For years the Carlow Arts Festival has aimed to create a vibrant community in the Midlands fostering creativity, collaboration, innovation, participation, inclusion, diversity, and passion, but the Covid-19 Pandemic ensured that they were one of many endeavours in the arts who were forced to rethink their approach in 2020.
One of their efforts throughout the last month has been their Virtual Reality Cinema programme, which offered viewers the opportunity to replicate the experience of 360 degree filmmaking from the safety of their own home.
Through the summer we’ve been dropping into the cinema when we can, but it’s still not a matter of dropping in every few weeks, if that – we too have had to adapt. And so it was that I found myself requesting a VR headset by sent from Carlow to my humble Northside apartment (the writers of this site do not, despite some of our best efforts, live in the cinema. A small cardboard box soon arrived courtesy of the festival organisers, in the Arts fests black and white colour scheme with some simple instructions included; how to pop your own phone into the headset included to get it all set up.
It isn’t quite the sophisticated tech of the future promised to 90s kids by VR Troopers, but it’s the niftier for it. A simple pair of lenses, a bit of velcro and simply assembled cardboard, then once you insert your phone with the screen facing the lenses and more functional and cost-effective than any mega-expensive piece of tat from the billionaire companies ruining our lives.

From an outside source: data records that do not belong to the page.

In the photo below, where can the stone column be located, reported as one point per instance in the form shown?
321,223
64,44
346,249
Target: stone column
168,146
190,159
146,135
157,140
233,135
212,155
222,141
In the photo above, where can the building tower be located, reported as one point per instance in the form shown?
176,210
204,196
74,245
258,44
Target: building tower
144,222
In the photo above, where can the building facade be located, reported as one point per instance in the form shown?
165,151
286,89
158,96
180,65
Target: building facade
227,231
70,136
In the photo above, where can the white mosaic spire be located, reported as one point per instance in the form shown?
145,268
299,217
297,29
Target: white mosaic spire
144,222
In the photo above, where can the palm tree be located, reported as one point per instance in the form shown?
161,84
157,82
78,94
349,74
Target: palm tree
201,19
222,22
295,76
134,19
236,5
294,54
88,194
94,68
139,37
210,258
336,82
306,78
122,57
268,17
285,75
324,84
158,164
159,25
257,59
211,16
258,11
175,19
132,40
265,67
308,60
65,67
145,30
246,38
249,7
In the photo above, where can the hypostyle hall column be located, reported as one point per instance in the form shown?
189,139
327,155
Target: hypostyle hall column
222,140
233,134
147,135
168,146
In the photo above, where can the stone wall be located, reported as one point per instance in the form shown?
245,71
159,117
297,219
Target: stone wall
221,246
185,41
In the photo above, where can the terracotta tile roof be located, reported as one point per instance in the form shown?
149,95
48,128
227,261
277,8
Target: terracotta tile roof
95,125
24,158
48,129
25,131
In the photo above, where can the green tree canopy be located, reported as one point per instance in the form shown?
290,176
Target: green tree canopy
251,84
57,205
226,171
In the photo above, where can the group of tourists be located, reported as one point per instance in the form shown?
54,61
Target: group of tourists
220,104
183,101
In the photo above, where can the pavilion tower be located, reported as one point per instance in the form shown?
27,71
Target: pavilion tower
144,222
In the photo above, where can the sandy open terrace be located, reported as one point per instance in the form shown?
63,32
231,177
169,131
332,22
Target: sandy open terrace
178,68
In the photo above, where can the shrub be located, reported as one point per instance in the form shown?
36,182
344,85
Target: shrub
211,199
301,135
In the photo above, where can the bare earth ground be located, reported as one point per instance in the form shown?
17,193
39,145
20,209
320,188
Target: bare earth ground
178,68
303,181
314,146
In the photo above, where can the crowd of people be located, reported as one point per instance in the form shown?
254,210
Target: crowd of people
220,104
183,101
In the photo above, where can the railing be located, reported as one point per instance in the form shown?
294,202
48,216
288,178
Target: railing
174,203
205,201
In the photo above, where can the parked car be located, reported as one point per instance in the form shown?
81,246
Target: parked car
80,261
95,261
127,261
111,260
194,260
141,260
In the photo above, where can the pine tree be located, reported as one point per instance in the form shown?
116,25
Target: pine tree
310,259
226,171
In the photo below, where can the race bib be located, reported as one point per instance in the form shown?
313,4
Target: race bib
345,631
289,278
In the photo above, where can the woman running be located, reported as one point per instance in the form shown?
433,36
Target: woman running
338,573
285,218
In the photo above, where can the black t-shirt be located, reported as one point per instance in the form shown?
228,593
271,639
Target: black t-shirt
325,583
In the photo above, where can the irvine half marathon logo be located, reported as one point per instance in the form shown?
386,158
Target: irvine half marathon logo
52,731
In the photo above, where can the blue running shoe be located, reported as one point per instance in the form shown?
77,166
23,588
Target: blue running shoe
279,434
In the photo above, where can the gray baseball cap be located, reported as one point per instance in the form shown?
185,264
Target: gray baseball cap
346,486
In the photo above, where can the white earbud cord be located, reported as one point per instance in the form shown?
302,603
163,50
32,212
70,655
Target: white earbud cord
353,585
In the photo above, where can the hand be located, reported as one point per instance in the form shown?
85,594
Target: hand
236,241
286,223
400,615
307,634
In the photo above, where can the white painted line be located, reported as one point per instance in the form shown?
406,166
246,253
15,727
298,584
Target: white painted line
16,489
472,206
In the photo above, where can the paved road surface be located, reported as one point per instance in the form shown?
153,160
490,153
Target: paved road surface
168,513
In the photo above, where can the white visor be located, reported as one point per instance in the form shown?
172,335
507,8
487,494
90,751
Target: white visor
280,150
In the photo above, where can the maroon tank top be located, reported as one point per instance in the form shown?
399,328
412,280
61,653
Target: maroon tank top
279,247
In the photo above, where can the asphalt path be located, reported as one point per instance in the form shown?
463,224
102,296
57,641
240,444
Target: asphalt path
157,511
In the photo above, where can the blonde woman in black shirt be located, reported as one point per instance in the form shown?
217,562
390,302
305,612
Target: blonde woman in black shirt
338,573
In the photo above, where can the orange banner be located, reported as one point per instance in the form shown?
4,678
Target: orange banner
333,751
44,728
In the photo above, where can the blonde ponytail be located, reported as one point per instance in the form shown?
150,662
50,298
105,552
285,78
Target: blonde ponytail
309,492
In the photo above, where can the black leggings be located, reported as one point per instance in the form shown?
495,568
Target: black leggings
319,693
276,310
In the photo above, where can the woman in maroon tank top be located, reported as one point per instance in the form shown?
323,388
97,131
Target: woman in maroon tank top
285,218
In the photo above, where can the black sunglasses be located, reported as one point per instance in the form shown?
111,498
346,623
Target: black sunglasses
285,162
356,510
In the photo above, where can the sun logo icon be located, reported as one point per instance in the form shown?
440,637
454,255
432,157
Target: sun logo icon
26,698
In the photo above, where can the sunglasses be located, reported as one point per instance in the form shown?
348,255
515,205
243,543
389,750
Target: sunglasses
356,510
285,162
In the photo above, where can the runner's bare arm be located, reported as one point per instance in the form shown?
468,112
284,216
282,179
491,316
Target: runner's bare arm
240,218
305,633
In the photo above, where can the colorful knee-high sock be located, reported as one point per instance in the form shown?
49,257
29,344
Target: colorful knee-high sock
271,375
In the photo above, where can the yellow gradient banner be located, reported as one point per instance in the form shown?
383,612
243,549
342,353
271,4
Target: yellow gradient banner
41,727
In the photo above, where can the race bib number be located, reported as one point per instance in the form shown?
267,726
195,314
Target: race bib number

Here’s a review of sorts of some of the short films that were on offer through August as part of the festival’s Virtual Reality cinema.
Celestial Motion
Definitely among the more eye-catching offerings, this combo of contemporary dance and motion capture saw dancers move in a full 360 around a flashy sound stage as they told a story of the movement of the solar system using their bodies. ‘Following’ them and noticing the sun in the background get ever oppressively bigger until it ‘surrounded’ me was a quick but captivating use of tech. 4
-22.7
An aural experience as much as anything else, enhanced by the visuals, but the crackling of ice and pulsing magnetic sounds of the Arctic pull you in here, as much as the early Costeau-light narration might pull you out of it. A vibing sensory experience. 3
Extravaganza
Some very simple graphics and basic comedy at play here, putting you in the position of one puppet in part of meta-VR “pitch”, like Toy Story but very much not like Toy Story. Could see the gags in front of my eyes, but could feel my foot tapping impatiently bringing me back out into the real world 2
2nd Step
An interesting experience, going through space from the Moon to Mars and beyond. It’s fun to ‘look around’ these celestial spaces. Made for one of the more emotionally engaging of the short. 4
Reframe Saudi
A VR documentary that looks at a new wave of artists in Saudi Arabia. Following artists through the country as they go through their process is a smart use of the medium, and standard doc techniques like talking heads get a fresh perspective looking at them through new eyes. Gratifying to see and hear Saudi women artists call for more space and freedom to work and show their experiences. Where some of the VR shorts concluded exactly as they had done everything they needed to do, would have welcomed seeing sitting with the headset a little longer to hear more fron these artists. 4
All in all, while the immersive VR experience is unlikely to take over cinemas any time soon, that’s more a matter of the medium being its own distinct experience, rather than being a matter of inferiority. More film festivals could benefit from this kind of outside-the-box thinking (even though that actually was in a box…), to diversify their programming and offer opportunities to a wider range of filmmaking. Hats, and headsets, off to the Carlow Arts Festival for offering this fresh perspective on short film over the last month.